Ball didn’t say anything. The waiter came and handed Shoboater the check. He pulled out his American Express and signed for it.

“I got to hand it to you, Ball. You’re the original malevolent rabbit. You couldn’t care less about what happened to Brashford. As soon as you stop using him, you’ll use somebody else. Your mother was like that. Wasn’t she arrested?” Ball leaned over and grabbed the sucker by the collar. The diners looked at the pair, but Ball didn’t care. He let him go. Shoboater was trembling.

“Hey man. Calm down. Here, have some coffee, it’s like the kind they have down home. None of this weak northern stuff.” He poured Ball some coffee from the silver pot the waiter had left.

“I’m sorry, Paul. But when somebody puts my mother down, I just go crazy.” Besides, he wanted Shoboater to write a good review of Reckless Eyeballing .

“So Randy Shank is a doorman uptown,” Shoboater said, changing the subject, smiling profusely and straightening his clothes.

“He’s an important playwright. He paved the way for us all. Now that he’s down on his luck, you guys are pouncing on him like buzzards, lingering over his bones.”

Shoboater looked at his watch. “Hey, I’m late. I have to go uptown for the interview with—” He mentioned the name of another black feminist writer who had finished a book.

She wrote in a style that Brashford sarcastically called “finishing school lumpen.” Brashford accused the woman of having maimed the speech of ghetto women for the benefit of white women who didn’t know any better.

He rose and hurried out of the restaurant. The tailor-made suit had his butt sticking out. That amused Ball.

“Anything else, monsieur?” the waiter asked.

“Yeah. Give me another Pabst,” Ball said. The waiter turned up his nose.

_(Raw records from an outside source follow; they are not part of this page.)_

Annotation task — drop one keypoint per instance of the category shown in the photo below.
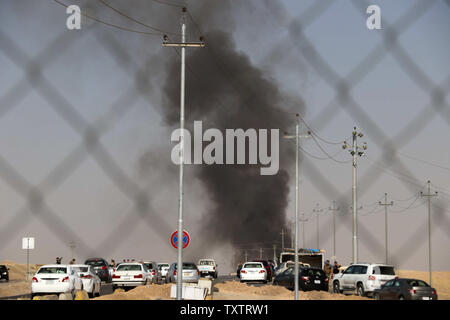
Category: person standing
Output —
(336, 267)
(328, 271)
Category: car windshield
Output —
(384, 270)
(252, 265)
(95, 263)
(57, 270)
(417, 283)
(129, 267)
(289, 271)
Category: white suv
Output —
(363, 277)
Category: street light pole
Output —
(334, 210)
(317, 212)
(354, 152)
(386, 204)
(429, 195)
(183, 46)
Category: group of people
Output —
(330, 270)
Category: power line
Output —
(110, 24)
(423, 161)
(136, 21)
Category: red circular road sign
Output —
(174, 239)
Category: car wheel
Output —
(336, 288)
(360, 289)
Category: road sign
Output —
(27, 243)
(174, 239)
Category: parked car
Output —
(55, 278)
(289, 264)
(254, 271)
(190, 272)
(101, 268)
(405, 289)
(130, 274)
(207, 267)
(238, 271)
(154, 271)
(308, 279)
(91, 282)
(163, 268)
(268, 269)
(4, 272)
(363, 277)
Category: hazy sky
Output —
(82, 66)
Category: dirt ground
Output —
(222, 291)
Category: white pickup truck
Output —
(207, 267)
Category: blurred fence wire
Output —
(90, 131)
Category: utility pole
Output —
(317, 211)
(183, 45)
(386, 204)
(354, 152)
(334, 210)
(429, 195)
(297, 147)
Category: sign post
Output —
(28, 244)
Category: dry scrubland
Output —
(222, 291)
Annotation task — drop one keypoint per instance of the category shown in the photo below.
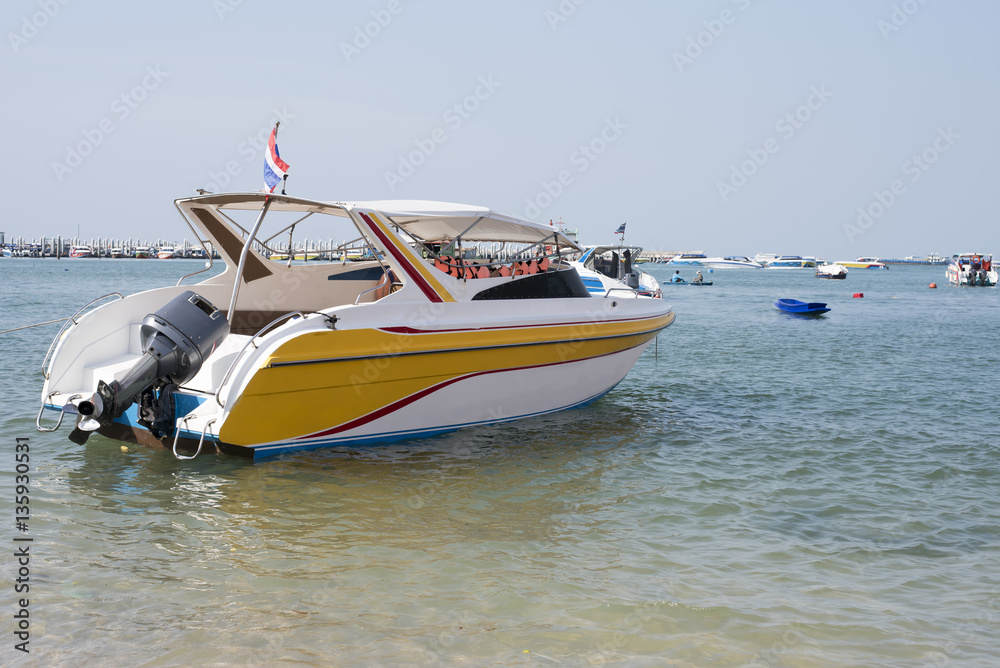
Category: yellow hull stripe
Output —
(308, 400)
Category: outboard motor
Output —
(176, 340)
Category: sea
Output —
(762, 489)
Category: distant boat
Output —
(688, 260)
(731, 262)
(863, 263)
(972, 269)
(831, 271)
(800, 308)
(931, 259)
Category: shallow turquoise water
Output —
(761, 490)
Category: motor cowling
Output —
(176, 340)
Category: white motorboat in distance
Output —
(435, 333)
(972, 269)
(612, 268)
(790, 262)
(833, 270)
(731, 262)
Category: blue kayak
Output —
(800, 307)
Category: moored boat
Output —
(432, 335)
(972, 269)
(798, 307)
(687, 260)
(612, 268)
(731, 262)
(835, 270)
(863, 263)
(790, 262)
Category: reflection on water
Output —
(761, 491)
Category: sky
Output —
(835, 129)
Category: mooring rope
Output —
(37, 324)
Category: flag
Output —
(275, 168)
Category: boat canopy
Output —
(424, 220)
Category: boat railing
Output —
(629, 291)
(72, 321)
(251, 342)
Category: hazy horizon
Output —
(731, 127)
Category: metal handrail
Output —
(62, 413)
(177, 433)
(71, 319)
(225, 379)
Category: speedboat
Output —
(797, 307)
(731, 262)
(688, 260)
(790, 262)
(464, 317)
(835, 270)
(972, 269)
(612, 268)
(864, 263)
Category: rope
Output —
(16, 329)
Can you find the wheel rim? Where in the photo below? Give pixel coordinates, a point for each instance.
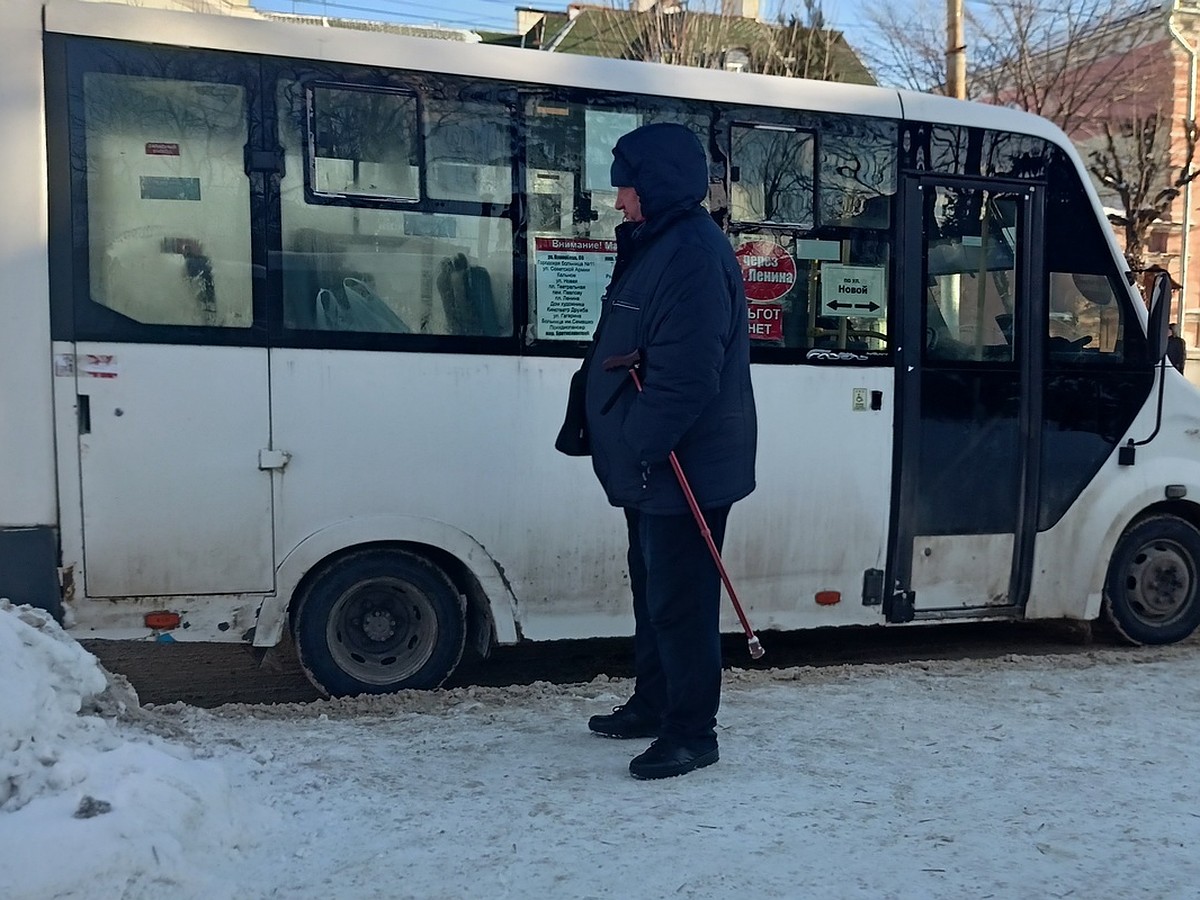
(382, 630)
(1159, 582)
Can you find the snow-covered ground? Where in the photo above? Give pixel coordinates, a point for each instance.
(1025, 777)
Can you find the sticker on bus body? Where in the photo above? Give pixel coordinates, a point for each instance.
(99, 365)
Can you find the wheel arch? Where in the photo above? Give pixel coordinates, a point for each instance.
(1068, 580)
(491, 605)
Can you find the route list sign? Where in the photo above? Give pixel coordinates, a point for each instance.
(573, 274)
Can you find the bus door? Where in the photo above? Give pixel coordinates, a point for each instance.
(171, 367)
(964, 523)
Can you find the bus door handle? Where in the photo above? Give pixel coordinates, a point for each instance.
(273, 459)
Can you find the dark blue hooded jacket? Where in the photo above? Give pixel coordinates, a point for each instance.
(677, 298)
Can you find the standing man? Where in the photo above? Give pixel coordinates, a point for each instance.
(676, 297)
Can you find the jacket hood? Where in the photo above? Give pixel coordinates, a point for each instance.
(665, 163)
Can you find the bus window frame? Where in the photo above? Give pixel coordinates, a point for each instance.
(75, 315)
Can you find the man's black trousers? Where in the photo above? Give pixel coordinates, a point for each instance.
(677, 595)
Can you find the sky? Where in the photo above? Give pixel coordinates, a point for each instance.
(1019, 777)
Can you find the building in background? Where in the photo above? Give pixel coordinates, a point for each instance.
(729, 35)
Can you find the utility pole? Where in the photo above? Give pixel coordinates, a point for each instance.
(955, 52)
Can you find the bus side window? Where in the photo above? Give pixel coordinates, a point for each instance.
(1085, 318)
(810, 205)
(168, 201)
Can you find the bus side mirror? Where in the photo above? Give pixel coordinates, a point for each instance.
(1159, 316)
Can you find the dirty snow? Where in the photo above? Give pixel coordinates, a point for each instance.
(1009, 778)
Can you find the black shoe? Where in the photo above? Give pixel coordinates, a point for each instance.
(666, 759)
(625, 721)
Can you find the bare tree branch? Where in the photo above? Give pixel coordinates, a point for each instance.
(1133, 163)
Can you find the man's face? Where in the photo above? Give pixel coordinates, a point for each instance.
(629, 203)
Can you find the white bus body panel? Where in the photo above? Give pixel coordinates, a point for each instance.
(27, 437)
(379, 442)
(173, 498)
(431, 449)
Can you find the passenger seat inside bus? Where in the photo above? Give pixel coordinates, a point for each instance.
(467, 298)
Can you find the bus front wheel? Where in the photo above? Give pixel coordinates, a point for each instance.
(1152, 591)
(379, 621)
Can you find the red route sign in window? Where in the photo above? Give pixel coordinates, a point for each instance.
(766, 322)
(767, 270)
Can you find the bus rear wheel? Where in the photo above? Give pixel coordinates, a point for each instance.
(1152, 591)
(379, 621)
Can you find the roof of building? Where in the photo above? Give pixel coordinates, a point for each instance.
(616, 34)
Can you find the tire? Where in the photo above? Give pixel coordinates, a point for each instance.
(379, 621)
(1152, 589)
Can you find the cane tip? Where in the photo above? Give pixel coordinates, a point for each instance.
(756, 651)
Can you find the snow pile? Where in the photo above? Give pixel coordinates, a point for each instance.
(48, 676)
(91, 803)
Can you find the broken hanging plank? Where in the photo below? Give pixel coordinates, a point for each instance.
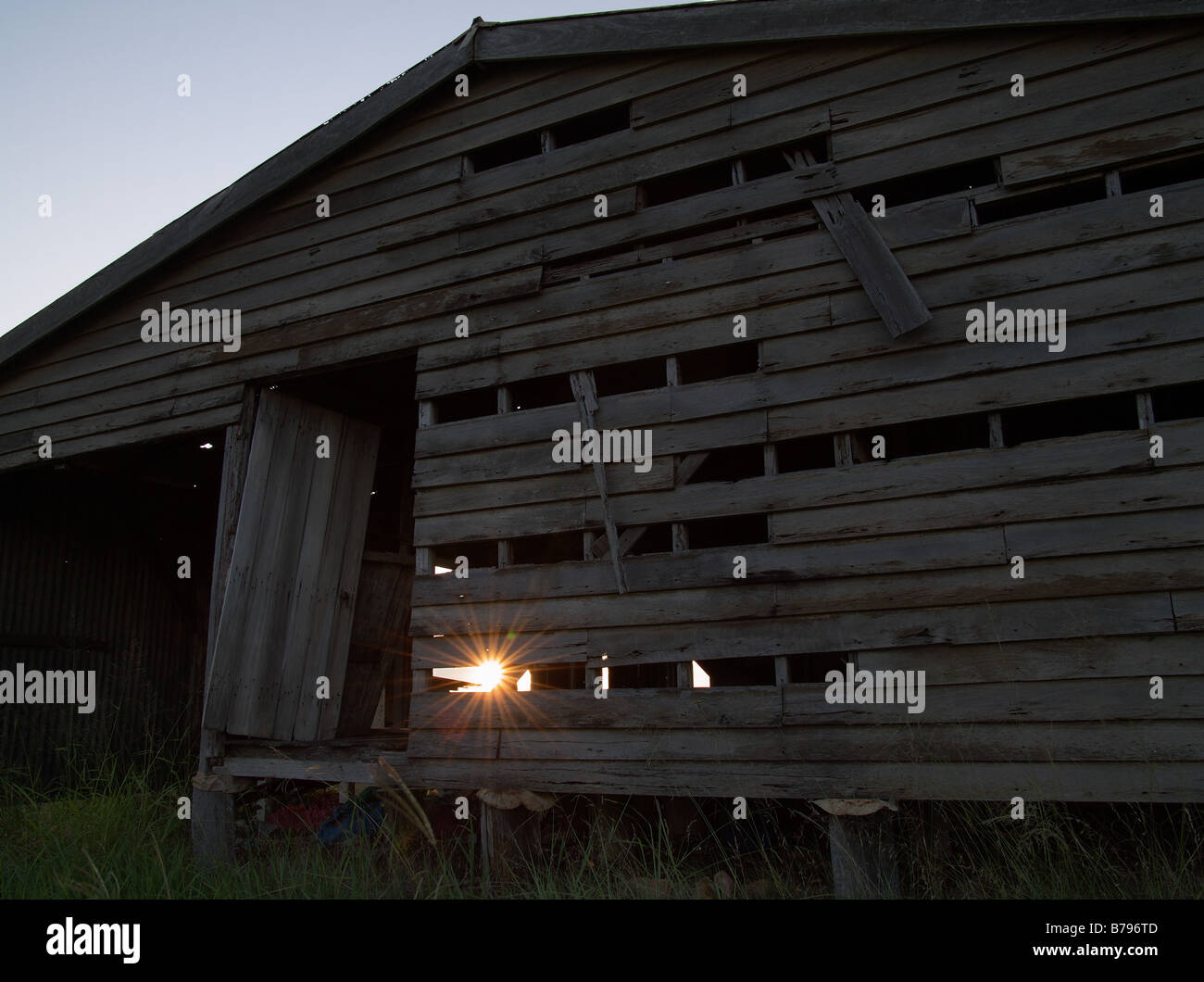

That night he dreamed that all of those giant Amazon women that Shoboater had said were on the walls of museums on the domed ceilings of churches, and on public buildings in Europe had escaped and were chasing him and the fellas through the streets. These giant women didn’t seem to have much difficulty in catching them, despite the heavy clothing they were wearing. None of them tripped over her skirt. They were “monstropolous,” as Zora Neale Hurston would say.

17

O’Reedy was getting nowhere with his search for the Flower Phantom. The bastard’s somewhere right now, probably laughing at me, he thought as he entered his house in Queens. He hung up his coat and hat in the hall.

“Where’s dinner?” he said gruffly. He heard low voices talking in the living room. He couldn’t make out what they were saying.

He sees things. I think that he needs a rest, and the other day he didn’t know that I was in the house, and he was in the bedroom with that thing .

What thing?

That gun. He had it next to him .

Maybe he was keeping it under the pillow .

No, he had it next to his cheek. He had a smile on his face .

I’ll try to talk Dad into taking a vacation .

He calls the gun Nancy. I mean, Sean, I wouldn’t…I mean I’ve been a good wife, and, well, if it was another woman, I’d understand, and even another man, I mean, I try to keep up with the times, but Sean, competing with a gun— He stood in the doorway. He cleared his throat.

“Oh, dear, we didn’t hear you come in, Sean is here.”

“Yeah, I see him with my own eyes. So what were you two gabbing about?” He folded his arms and leaned against one side of the threshold.

“We, ah, we—” his wife began. “Oh, I’d better see about dinner.” She went into the kitchen, leaving Sean to his father. His son looked more like O’Reedy’s father, Captain Timothy O’Reedy, who was known as a great risk taker, and finally made captain after a controversial career and many unnecessary homicides, which he claimed took place in the line of duty. Freckled face, red hair, but unlike his grandfather Sean O’Reedy was a wimp, in the eyes of his dad. He was thirty-five years old and still in school.